When members of the Patriot Guard in South Dakota learned that the family of a U.S. Army Vietnam War veteran wanted an escort for the veteran’s cremains as they traveled through the state, they reached out to some of the state’s American Legion Riders.
The result: the cremains of U.S. Army helicopter pilot Herbert S. Rand III were greeted by Legion Riders in Montana and escorted through the state on the way to their final resting place at Leavenworth National Cemetery.
Legionnaire John Murphy – a member of American Legion Post 123 in the Philippines who rides with Legion Riders Chapter 22 in Rapid City during the six months he and his wife spend in South Dakota – was among those Riders who received Rand’s urn, flag and plaque in Alzada, Mont., and escorted them to American Legion Post 311 at Piedmont, S.D. From there, the Riders escorted the cremains to Vivian, S.D., where they were transferred to members of the Riders and Patriot Guard from Eastern South Dakota for their journey to Kansas.
Murphy said providing an escort for a veteran he and the others in the escort had never met – including a Civil War veteran years ago – is out of a sense of obligation to honor all who have served.

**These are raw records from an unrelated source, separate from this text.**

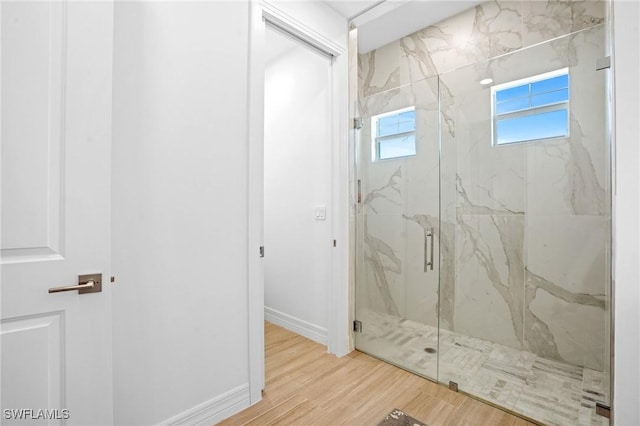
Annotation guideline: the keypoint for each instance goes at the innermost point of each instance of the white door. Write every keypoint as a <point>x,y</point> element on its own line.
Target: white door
<point>56,124</point>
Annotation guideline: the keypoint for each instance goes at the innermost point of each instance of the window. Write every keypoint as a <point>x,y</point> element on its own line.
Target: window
<point>531,109</point>
<point>394,134</point>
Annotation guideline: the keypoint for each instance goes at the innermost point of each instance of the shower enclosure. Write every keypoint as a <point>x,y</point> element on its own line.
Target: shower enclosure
<point>484,215</point>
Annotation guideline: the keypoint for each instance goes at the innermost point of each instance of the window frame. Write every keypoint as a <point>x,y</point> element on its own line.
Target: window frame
<point>377,140</point>
<point>530,111</point>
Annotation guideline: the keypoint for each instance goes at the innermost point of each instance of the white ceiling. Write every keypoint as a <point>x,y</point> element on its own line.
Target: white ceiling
<point>381,22</point>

“There is nothing good or glorious about war, but until a super majority of humans come to that realization, those of us that cherish liberty and justice for all must be prepared and willing to defend those ideals,” Murphy said. “Sadly, now less than 1% of adult Americans are willing to serve in the military. It is for those reasons that as an American Legion Rider, it is my duty to honor men and women that are serving and veterans that served in the past. One of the ways to honor them is if the family asks the ALR and Patriot Guard to provide escort for the remains of fallen comrades to their final resting place, we do so with dignity.”
Murphy said he and his fellow Legion Riders extend their efforts to attending funerals for unaccompanied veterans at Black Hills National Cemetery. “As part of that commemoration, we take the paper with the name of the unaccompanied veteran and carry it with us for the day,” said Murphy.
But the Riders’ efforts aren’t limited to those who have passed. “When allowed, we visit VA facilities for monthly socials with the long-term patients,” Murphy said. “For active-duty servicemembers, we attend and stand a flag line at deployment and return-home ceremonies to show that we care and support them.”